Он дошёл почти до самого конца коридора и увидел две противоположных двери. Левая стояла приотворённой на узенькую, в нитку, щёлочку, и там было солнце. Он заглянул туда. Это была комната с плитой. Окно выходило в тот же сад, только с другой стороны, под углом, и виден был соседний реденький сад, а церковь высилась сбоку и была отсюда не такой, как из коридора.

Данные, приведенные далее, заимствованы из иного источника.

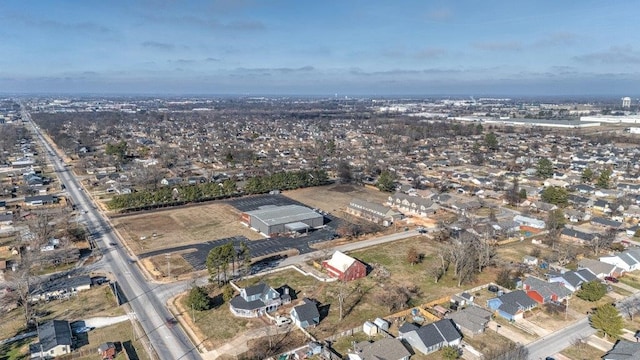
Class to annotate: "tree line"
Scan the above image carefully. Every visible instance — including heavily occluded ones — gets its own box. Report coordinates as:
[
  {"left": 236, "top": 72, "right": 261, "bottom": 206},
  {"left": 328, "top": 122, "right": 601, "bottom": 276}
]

На плите лежал спасательный круг, раскрашенный белым и красным, с оборванными петлями верёвки по наружной стороне. Алёша приподнял круг, он оказался тяжёлым: удивительно, как такой снаряд не только не тонул в воде, но даже мог удержать утопающего. «Бросай утопающему» – вспомнил Алёша надпись на спасательном круге в Петрограде, на мостике, около Летнего сада, где вдобавок висели и пробковые шары. Он стащил круг с плиты на пол и немножко прокатил его стоймя, как обруч. «Бросай утопающему!» – воскликнул он про себя и осмотрелся – куда бы можно было бросить круг.
За перильцами он увидел лестницу. Она вела во двор – деревянные сени внизу просвечивали полосочками, и выход из сеней был закрыт неплотно. Если бы утопающий обнаружился там, внизу, то круг надо было бы бросать по лестнице, а потом за ним пришлось бы спуститься и можно было бы немножечко выглянуть в сад. Алёша подкатил круг к лестнице и только было набрал полную грудь воздуха, чтобы скомандовать: «бросай…» – как из коридора влетела Ольга Адамовна и, затрясши своими кудерьками, туго зажмурила глаза: она не могла выдержать беспредельного ужаса картины. Потом она кинулась к Алёше, с гримасой страдания отставила круг, отряхнула Алёшин пиджачок, отряхнула коленки, отряхнула ладошки и – поборов с помощью этих самоотрешенных действий свою немоту – потребовала ответить:
– Где была эта ненужная тебе вещь?
– Эта ненужная вещь была на плите, – сказал Алёша.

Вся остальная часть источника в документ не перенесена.